Although the U.S. economy has performed poorly over the last couple of years, Americans have lucked out with relatively low inflation (emphasis on the word “relatively”). However, there’s little reason to believe that the prices you pay today will stay where they are — meaning 2012 will most likely bring about increases to your everyday costs as well as some luxury items.
But which prices are going to fluctuate? you may ask. It would be nice to know so that I can prepare.
Well, never fear: dealnews has compiled a list of the price adjustments consumers can expect to see in 2012.
“This week, we read the economic tealeaves to see what will be more expensive in the year 2012,” writes Laura Heller. “Some increases seem almost customary, like ever-rising gas prices, while others, like a potential 25 percent hike on tap water, are more surprising.”
Here is of a list of the products that will probably see a price increase in 2012 (majority of block-quote information via dealnews):
1. Domestic and International Airfare
Greater demand and fewer available airline seats will likely lead to higher ticket prices for flights next year. American Express predicts prices within North America will increase up to 5 percent for economy seating, depending on the length of the flight, and up to 7 percent in business class.
Things look more bleak for European travel. A new “green tax” implemented by the EU is aimed at reducing emissions, and it will levy a fee of roughly $15 per passenger, each way, for flights to and from the U.S. Fees on shorter flights within the EU will be taxed slightly less.

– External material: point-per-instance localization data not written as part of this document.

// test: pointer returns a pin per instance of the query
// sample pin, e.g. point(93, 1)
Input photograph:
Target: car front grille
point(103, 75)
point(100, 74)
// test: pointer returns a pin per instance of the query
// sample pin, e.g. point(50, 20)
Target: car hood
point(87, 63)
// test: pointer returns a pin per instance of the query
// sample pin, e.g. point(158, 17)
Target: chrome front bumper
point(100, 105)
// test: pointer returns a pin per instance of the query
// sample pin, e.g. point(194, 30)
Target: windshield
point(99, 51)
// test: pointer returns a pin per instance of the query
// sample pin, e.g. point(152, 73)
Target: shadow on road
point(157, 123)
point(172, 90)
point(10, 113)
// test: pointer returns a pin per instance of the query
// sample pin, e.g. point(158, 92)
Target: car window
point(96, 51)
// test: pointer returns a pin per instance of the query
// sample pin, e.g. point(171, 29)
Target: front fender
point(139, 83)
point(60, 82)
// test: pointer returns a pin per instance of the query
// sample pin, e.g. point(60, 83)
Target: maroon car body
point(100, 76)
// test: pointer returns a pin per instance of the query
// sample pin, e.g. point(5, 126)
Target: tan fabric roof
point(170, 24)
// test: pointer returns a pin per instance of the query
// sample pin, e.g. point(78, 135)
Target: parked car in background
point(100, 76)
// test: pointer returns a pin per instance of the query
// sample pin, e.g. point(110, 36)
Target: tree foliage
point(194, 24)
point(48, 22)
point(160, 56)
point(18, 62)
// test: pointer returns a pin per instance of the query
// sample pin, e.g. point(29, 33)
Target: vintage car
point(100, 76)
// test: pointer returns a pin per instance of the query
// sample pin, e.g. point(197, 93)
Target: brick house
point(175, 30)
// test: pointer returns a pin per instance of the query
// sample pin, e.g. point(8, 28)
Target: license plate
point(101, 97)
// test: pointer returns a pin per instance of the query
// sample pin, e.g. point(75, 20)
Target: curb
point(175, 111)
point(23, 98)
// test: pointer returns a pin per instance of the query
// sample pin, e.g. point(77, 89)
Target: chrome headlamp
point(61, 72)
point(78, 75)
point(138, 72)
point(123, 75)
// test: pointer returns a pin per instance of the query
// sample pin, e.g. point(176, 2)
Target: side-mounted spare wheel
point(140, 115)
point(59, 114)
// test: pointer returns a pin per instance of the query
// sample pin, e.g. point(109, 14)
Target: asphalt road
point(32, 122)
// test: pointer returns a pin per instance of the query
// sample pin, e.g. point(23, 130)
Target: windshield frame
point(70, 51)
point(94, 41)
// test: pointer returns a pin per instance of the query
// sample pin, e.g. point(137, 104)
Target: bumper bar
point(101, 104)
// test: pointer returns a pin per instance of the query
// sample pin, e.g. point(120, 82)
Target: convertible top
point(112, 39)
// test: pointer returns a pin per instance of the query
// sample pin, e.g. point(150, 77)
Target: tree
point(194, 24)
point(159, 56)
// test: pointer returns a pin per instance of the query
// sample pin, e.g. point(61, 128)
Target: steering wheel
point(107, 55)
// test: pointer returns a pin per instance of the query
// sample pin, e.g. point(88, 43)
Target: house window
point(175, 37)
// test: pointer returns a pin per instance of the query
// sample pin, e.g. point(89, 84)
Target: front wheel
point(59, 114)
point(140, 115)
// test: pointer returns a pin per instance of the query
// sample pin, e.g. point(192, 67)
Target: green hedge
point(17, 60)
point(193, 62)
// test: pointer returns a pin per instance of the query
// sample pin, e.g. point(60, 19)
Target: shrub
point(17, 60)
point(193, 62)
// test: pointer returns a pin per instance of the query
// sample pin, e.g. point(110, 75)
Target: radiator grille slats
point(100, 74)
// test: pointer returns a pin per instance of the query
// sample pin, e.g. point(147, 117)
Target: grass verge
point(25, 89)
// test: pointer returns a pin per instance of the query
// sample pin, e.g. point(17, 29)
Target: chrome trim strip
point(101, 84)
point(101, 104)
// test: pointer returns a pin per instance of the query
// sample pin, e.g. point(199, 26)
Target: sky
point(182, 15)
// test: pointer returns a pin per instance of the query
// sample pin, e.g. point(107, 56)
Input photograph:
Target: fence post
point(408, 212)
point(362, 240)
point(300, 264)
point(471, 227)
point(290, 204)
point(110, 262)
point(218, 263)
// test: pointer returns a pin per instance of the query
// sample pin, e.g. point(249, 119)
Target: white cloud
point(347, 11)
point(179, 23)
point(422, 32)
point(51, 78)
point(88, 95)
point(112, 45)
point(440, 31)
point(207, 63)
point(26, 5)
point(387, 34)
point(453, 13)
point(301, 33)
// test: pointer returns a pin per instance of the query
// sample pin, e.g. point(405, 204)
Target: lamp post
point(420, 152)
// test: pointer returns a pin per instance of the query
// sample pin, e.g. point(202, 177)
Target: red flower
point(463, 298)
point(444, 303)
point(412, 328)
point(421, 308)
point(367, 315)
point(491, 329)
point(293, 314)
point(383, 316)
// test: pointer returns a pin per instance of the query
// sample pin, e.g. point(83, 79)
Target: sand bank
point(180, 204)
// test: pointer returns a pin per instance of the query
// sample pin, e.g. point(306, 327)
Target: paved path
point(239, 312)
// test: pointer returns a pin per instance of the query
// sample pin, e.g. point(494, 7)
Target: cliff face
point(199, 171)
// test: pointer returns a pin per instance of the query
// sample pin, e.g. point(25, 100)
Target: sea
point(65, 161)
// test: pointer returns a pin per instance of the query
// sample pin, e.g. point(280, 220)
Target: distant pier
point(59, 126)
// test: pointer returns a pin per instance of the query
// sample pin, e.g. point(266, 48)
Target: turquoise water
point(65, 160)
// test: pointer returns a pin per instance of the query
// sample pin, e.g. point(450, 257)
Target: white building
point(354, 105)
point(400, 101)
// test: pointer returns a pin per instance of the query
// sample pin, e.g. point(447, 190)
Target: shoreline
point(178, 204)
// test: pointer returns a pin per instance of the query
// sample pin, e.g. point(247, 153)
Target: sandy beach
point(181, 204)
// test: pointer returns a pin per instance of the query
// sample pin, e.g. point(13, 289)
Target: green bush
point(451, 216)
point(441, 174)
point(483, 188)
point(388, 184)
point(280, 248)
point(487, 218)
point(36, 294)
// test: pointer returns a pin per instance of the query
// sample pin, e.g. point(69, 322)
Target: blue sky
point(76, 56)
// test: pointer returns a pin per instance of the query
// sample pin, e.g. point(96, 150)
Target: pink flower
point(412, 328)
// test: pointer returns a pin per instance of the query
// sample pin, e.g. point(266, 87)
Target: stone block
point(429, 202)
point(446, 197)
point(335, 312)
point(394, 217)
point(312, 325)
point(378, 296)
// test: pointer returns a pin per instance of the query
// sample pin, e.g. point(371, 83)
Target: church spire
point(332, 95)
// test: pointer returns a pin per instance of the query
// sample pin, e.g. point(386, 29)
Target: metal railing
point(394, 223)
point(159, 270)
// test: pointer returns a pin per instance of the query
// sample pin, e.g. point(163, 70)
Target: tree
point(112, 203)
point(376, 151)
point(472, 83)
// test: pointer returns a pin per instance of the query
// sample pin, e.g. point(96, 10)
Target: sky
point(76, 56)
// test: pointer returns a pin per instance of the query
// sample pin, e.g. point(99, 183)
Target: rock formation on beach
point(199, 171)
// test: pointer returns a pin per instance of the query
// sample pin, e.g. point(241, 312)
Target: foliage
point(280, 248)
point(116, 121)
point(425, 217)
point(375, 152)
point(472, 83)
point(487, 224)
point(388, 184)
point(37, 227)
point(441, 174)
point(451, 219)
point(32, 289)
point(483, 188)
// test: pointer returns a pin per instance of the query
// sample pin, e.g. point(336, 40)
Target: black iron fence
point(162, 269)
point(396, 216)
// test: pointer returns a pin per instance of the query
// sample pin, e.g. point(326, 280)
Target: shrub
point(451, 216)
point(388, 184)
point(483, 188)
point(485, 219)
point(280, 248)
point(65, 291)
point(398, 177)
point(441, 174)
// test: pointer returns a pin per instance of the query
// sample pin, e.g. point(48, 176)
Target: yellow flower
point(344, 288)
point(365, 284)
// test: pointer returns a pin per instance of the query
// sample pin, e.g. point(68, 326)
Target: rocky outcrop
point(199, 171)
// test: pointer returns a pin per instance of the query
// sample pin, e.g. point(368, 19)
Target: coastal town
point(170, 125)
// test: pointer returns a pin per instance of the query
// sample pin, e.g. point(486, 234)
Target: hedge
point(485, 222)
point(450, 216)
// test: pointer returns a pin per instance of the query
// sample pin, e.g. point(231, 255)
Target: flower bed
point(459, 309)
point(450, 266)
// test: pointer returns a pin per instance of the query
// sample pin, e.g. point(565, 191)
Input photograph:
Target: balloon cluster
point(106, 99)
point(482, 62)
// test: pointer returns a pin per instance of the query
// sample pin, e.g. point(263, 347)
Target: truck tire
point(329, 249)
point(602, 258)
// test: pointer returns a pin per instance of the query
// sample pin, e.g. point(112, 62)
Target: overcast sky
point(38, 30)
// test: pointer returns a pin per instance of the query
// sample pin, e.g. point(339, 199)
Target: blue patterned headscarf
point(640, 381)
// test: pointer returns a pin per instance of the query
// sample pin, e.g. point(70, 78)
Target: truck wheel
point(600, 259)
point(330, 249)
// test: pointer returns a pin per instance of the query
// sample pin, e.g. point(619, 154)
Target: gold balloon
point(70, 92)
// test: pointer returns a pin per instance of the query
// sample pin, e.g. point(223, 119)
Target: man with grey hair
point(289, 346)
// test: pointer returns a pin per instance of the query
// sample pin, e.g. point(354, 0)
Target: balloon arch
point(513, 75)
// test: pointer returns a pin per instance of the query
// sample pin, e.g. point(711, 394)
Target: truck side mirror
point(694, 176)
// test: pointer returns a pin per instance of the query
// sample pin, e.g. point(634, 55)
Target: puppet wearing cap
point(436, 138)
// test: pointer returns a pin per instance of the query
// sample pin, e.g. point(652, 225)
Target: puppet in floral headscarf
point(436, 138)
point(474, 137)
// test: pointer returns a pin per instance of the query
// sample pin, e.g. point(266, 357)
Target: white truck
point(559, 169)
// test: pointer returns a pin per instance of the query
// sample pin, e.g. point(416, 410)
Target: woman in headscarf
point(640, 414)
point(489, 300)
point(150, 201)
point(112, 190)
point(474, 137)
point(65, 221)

If your grocery bill seemed higher in 2011, you weren’t imagining things. Most retailers have reported that food prices are rising and those increases are being passed along to shoppers.
Food costs rose 6 percent last year and will likely go up at least 2 percent more in 2012. Increases are likely to affect food eaten at home, rather than restaurants where those costs are easier to absorb when combined with sales of liquor, says Harry Balzer, Chief Industry Analyst for the NPD Group.
As municipalities look for ways to make up for budget shortfalls, fees for everything from dog licenses to vehicle registration and parking rates are going up, as is enforcement of fine-related infractions.
In Chicago for example, a non-registered dog can elicit a $500 fine, while parking fines in Portland are going up 18 percent as the city tries to make up a $16 billion transportation budget deficit.
Most communities in the United States will face water rate hikes this year, even places that are rich with the natural resource. Water rates in the greater Chicago area will increase by as much as 25 percent next year, while the parched high desert Denver market is set to rise an additional 5.5 percent. Like the above-mentioned fees, this increase is mostly a result of cities needing to increase revenue to balance their budgets.
However, there is another reason several cities have seen an increase in their water rates.
As reported earlier on The Blaze:
Sewage and water rates (on average) have increased faster than inflation because the federal government has demanded that cities replace their “worn-out” sewer facilities to meet federal clean-water standards.
Consequently, attempts to finance these new facilities has cost some cities millions of dollars.
Fuel prices began inching up just before the holidays, and 2012 is looking to be another budget-breaking year at the pump, with prices once again topping $4 per gallon.
But why should we expect to see this increase?
Gregg Laskoski, a senior petroleum analyst for GasBuddy.com, explains why consumers should expect to “see trouble ahead”:
Because for the past seven years the average price movement from the national average “floor” on December 31 to the “peak” price recorded in the next 12 months has averaged 93 cents per gallon.
In three of the last seven years, the spread between the “floor” price and the peak exceeded $1 per gallon and only once in the past seven years was the spread below 82 cents per gallon. And, while we typically anticipate “peak” prices to occur in the midst of the summer driving season, you’ll see in the chart below that in two of the last three years the peak has occurred in October and December…
While past performance is no indication of future prices, if the national average and the price of gas in your state doesn’t move much closer toward $3 per gallon by the year’s end, next year when gas prices “spring ahead” many of us may be paying $4 or more…possibly a lot more.
The precious metal is poised to achieve its 11th straight year of growth. Gold prices bounced around a lot in the second half of 2011, but analysts expect it to rise roughly 12 percent in 2012.
It’s a conservative estimate and a lot lower than the 17 percent annual growth rate of the past decade, but most believe gold will be more expensive. Take that to the bank.